The renewable energy market is large and the solar sector for example is expected to grow around 20% CAGR for the next 10 years. Solar installations for residential zones are especially underpenetrated so if Atlantica Sustainable Infrastructure manage to play their cards I could see them seeing revenues pick up once again. But for me to believe that I would want to see them lower or remove their dividend and instead focus on growing the company's top line and in turn the bottom line.
Valuing Atlantica Sustainable Infrastructure
Getting a value and price target on your potential investment beforehand is incredibly important in my opinion. Valuing AY is quite difficult as they have not managed to keep their bottom line as steady as their top line.
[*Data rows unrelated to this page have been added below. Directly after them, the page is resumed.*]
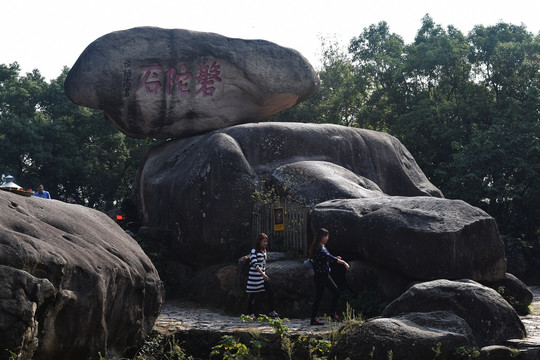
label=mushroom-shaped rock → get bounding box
[0,191,164,359]
[64,27,319,139]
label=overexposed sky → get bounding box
[0,0,540,80]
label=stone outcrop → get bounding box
[0,191,164,359]
[310,196,506,281]
[330,311,476,360]
[330,280,525,360]
[64,27,319,139]
[382,280,526,347]
[134,123,442,267]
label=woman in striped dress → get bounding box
[246,233,279,318]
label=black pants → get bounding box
[311,273,340,319]
[248,281,275,315]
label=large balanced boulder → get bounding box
[134,123,442,267]
[64,27,319,139]
[0,191,164,359]
[310,196,506,281]
[382,280,526,347]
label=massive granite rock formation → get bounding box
[382,279,526,347]
[64,27,319,139]
[0,191,164,360]
[330,280,526,360]
[310,196,506,281]
[134,123,441,267]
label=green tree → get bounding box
[0,64,158,210]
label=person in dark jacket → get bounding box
[309,228,349,325]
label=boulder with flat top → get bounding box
[64,27,319,139]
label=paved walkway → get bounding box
[514,286,540,351]
[154,286,540,348]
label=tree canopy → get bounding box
[0,15,540,242]
[276,15,540,242]
[0,63,158,210]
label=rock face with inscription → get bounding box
[64,27,319,139]
[134,123,442,266]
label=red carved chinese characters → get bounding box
[135,61,222,96]
[135,65,161,94]
[195,61,221,96]
[166,64,193,95]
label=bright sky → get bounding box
[0,0,540,80]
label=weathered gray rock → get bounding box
[310,196,506,281]
[484,273,533,315]
[345,260,412,300]
[134,123,442,267]
[64,27,319,139]
[0,191,164,359]
[329,311,476,360]
[480,345,520,360]
[272,161,386,206]
[0,265,55,359]
[382,280,526,347]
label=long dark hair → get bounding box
[309,228,330,259]
[253,233,268,251]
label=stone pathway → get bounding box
[154,301,330,335]
[154,286,540,353]
[510,286,540,359]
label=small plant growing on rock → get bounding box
[454,346,480,360]
[210,335,254,360]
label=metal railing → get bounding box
[251,202,310,256]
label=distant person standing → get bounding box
[309,228,349,325]
[34,184,51,199]
[68,194,78,204]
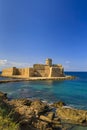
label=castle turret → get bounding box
[46,59,52,66]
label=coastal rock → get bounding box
[0,92,7,100]
[56,107,87,124]
[31,100,49,116]
[52,101,66,108]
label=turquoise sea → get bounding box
[0,72,87,130]
[0,72,87,109]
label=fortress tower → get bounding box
[46,58,52,66]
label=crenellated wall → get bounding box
[33,64,50,77]
[2,59,64,77]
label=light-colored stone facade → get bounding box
[2,59,64,77]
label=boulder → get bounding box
[56,107,87,124]
[52,101,66,108]
[31,100,49,116]
[0,92,7,100]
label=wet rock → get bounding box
[0,92,7,100]
[56,108,87,124]
[52,101,66,108]
[31,100,49,116]
[47,112,55,120]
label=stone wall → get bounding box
[49,67,64,77]
[33,64,50,77]
[2,59,64,77]
[2,67,16,76]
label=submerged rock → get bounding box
[56,107,87,124]
[0,91,7,100]
[52,101,66,108]
[0,92,87,130]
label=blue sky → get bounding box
[0,0,87,71]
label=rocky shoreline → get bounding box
[0,92,87,130]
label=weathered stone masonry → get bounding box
[2,59,64,77]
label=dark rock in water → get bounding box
[31,100,49,115]
[0,92,7,100]
[0,92,87,130]
[52,101,66,108]
[56,107,87,124]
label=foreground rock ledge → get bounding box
[0,92,87,130]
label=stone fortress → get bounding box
[2,59,64,78]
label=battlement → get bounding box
[2,58,64,77]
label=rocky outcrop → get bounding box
[52,101,66,108]
[0,92,87,130]
[56,107,87,124]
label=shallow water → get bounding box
[0,72,87,109]
[0,72,87,130]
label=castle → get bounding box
[2,59,64,78]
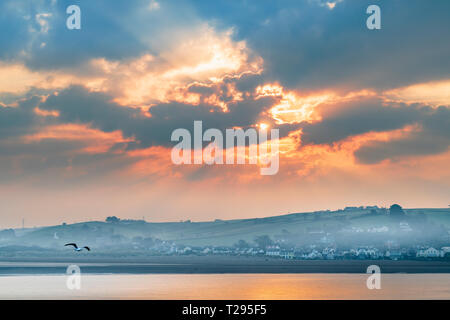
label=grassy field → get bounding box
[5,208,450,246]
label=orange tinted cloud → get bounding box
[383,80,450,106]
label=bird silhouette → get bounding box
[64,243,91,252]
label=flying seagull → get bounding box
[64,243,91,251]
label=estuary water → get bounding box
[0,273,450,300]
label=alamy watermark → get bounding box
[66,264,81,290]
[366,264,381,290]
[170,121,279,175]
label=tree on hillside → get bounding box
[254,235,273,249]
[389,204,405,217]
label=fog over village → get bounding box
[0,205,450,261]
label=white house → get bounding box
[416,247,444,258]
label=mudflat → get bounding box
[0,255,450,275]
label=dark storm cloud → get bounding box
[39,86,275,148]
[0,0,192,70]
[191,0,450,88]
[0,97,40,139]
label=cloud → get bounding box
[300,98,424,144]
[354,107,450,164]
[190,0,450,90]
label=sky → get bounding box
[0,0,450,229]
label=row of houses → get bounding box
[265,246,450,260]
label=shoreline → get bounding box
[0,256,450,275]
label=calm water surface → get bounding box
[0,274,450,299]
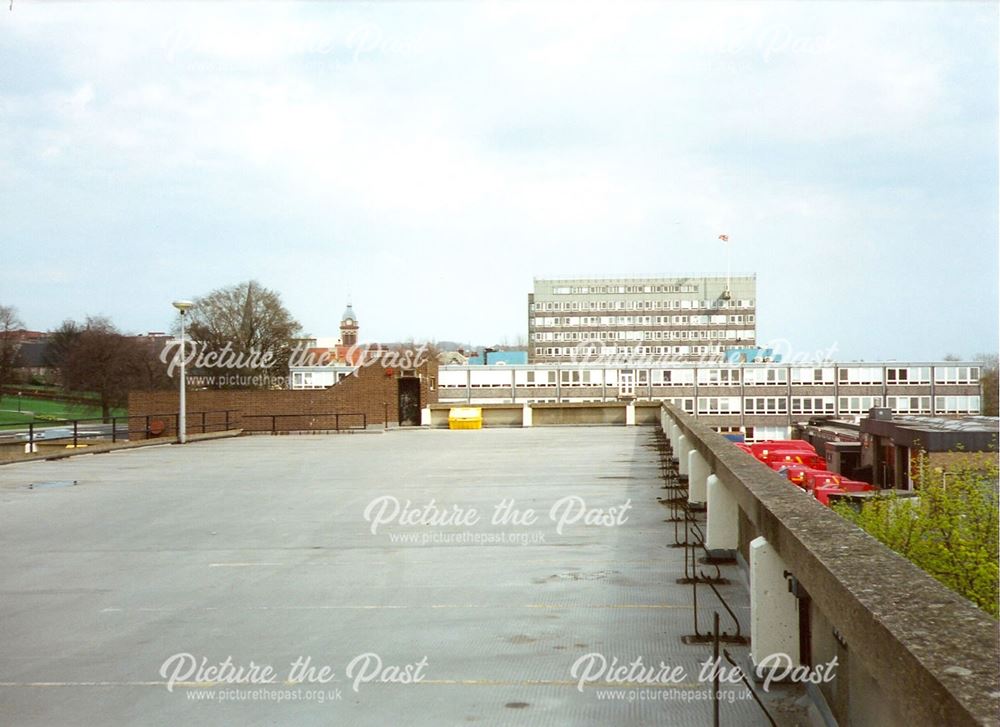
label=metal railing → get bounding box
[243,412,368,434]
[0,409,239,452]
[662,404,1000,725]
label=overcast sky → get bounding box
[0,0,998,360]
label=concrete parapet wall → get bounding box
[664,404,1000,726]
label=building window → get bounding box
[743,396,788,414]
[838,366,882,384]
[934,396,980,414]
[837,396,882,414]
[792,396,834,414]
[698,396,740,414]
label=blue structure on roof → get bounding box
[468,351,528,366]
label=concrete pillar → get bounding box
[750,537,799,666]
[688,447,712,502]
[705,475,740,550]
[674,434,688,475]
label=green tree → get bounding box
[834,453,1000,616]
[976,353,1000,417]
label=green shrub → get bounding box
[834,459,1000,616]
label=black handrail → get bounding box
[243,412,368,434]
[0,409,239,450]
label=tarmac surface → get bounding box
[0,427,794,726]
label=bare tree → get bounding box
[187,280,302,388]
[48,318,155,419]
[0,305,24,387]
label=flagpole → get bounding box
[726,235,732,293]
[719,235,732,300]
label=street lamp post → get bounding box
[174,300,194,444]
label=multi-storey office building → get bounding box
[438,362,981,439]
[528,275,757,363]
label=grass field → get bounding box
[0,396,127,428]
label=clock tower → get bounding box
[340,303,358,346]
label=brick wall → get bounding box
[128,358,438,439]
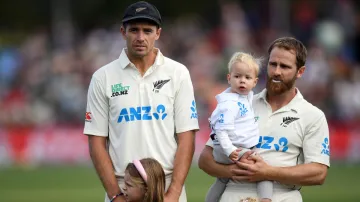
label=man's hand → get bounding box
[229,149,241,162]
[164,190,181,202]
[113,196,126,202]
[232,152,271,182]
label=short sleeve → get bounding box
[84,76,109,137]
[303,113,330,166]
[174,69,199,133]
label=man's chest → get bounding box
[106,74,176,122]
[255,106,303,153]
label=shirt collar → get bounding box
[119,48,165,69]
[215,88,253,103]
[259,88,304,112]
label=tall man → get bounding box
[199,37,330,202]
[84,1,199,202]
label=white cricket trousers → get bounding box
[105,175,187,202]
[220,182,302,202]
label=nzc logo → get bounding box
[118,104,167,123]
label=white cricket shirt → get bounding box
[84,49,199,176]
[253,89,330,166]
[209,88,259,156]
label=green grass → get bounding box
[0,166,360,202]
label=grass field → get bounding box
[0,166,360,202]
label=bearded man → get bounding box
[199,37,330,202]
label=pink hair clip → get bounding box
[133,160,147,183]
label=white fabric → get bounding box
[210,88,259,156]
[84,50,199,176]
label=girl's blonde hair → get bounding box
[228,52,262,76]
[125,158,165,202]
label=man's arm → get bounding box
[232,153,328,185]
[198,145,236,178]
[166,130,195,199]
[88,135,125,202]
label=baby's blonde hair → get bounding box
[228,52,262,77]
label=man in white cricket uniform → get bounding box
[199,37,330,202]
[84,2,199,202]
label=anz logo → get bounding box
[117,104,167,123]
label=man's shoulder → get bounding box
[93,59,120,79]
[297,99,325,119]
[164,56,189,71]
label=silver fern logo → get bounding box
[153,79,170,93]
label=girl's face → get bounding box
[124,171,146,202]
[227,62,258,95]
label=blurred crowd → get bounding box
[0,0,360,127]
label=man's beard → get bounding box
[266,74,296,95]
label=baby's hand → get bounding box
[229,150,239,162]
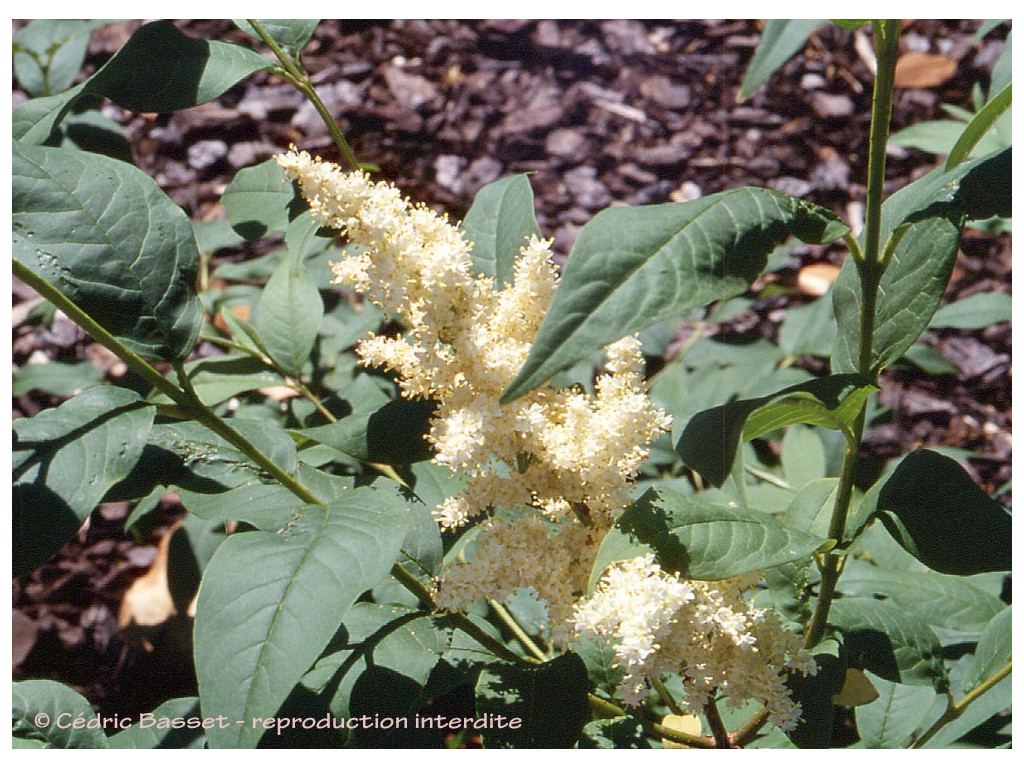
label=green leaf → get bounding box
[12,142,203,359]
[841,566,1005,639]
[736,18,824,101]
[113,417,297,501]
[256,249,324,377]
[856,673,937,750]
[577,715,650,750]
[964,605,1014,692]
[926,655,1014,750]
[572,635,623,698]
[831,150,1012,374]
[196,488,408,749]
[295,399,436,464]
[14,18,105,96]
[778,294,837,357]
[302,602,449,748]
[11,680,108,750]
[11,83,87,144]
[476,652,590,750]
[828,598,948,691]
[858,450,1013,575]
[785,640,847,750]
[87,22,273,112]
[462,173,541,288]
[220,160,306,241]
[147,353,285,406]
[231,18,319,56]
[11,387,155,575]
[676,375,878,487]
[590,487,824,587]
[11,360,103,397]
[928,293,1013,331]
[110,696,206,750]
[780,424,825,488]
[502,187,849,401]
[946,83,1013,171]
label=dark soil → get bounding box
[13,20,1012,733]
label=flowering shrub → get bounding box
[13,19,1011,748]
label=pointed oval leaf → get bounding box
[828,597,949,692]
[872,450,1013,575]
[736,18,823,101]
[11,142,203,359]
[831,148,1013,374]
[196,488,408,749]
[502,187,849,401]
[11,680,109,750]
[476,652,590,750]
[220,160,306,239]
[86,22,273,112]
[11,387,156,575]
[857,674,937,750]
[590,487,825,587]
[462,173,541,288]
[256,256,324,377]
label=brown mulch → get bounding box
[13,20,1012,729]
With revenues plateauing in the last 5 years, the bottom line has seen some pretty significant swings.
With the current share price of AY being around $26 I notice quickly that it trades at a high premium compared to the revenues and net income it brings in. I have a lower p/e set compared to the sector because I believe that with the revenues being so slow to grow it doesn't deserve a higher one, and the future growth prospects aren't all that high either.
I also expect that they will be able to gain back their margins again. With the last few years being so disruptive to the supply chains it's no wonder operating expenses have been a little bit all over the place. I think that things can stabilize and AY can once again start generating positive EPS. With the management also being more focused on growth I believe that further supports an increased bottom line in the coming years.
The chart only goes to 2027 because I think this is where a lot of investors would be looking right now, especially me. I want to know how they are doing in terms of turning themselves profitable and capitalizing more and more from the green energy push. If they can get a larger foothold in that market I would expect the EPS to start increasing at a quick pace and in turn take the share price further up with it. But until then I expect conservative numbers.
Conclusion
Atlantica Sustainable Infrastructure is not new to the energy markets. It has over the last 10 years increased revenues more than 10x. But with the last 5 years being a disappointment in all honesty in terms of revenue growth, it's difficult to see a future where AY is a larger player.
With 6.5x more debt than cash at hand, the next years will have to be focused on paying that down to gain a better financial ground to stand on. The cash flows being positive and also growing is a larger plus for me. But they are being spent on dividends instead of invested back into the company. I still think AY could have potential, but they seem to have other ideas, plateauing their revenues and paying a high 6.5% dividends instead.
All in all I wouldn't invest any money into Atlantica Sustainable Infrastructure right now unless I wanted to capitalize on the dividend. But I fear there is a large risk of share depreciation in the coming years that would destroy any incentive to collect a dividend. As value investors we want something that can offer market-beating returns over the long-term. For investors however who want a "safer" company where they can collect a dividend yield, holding onto any shares in the company, I think would be the best course of action.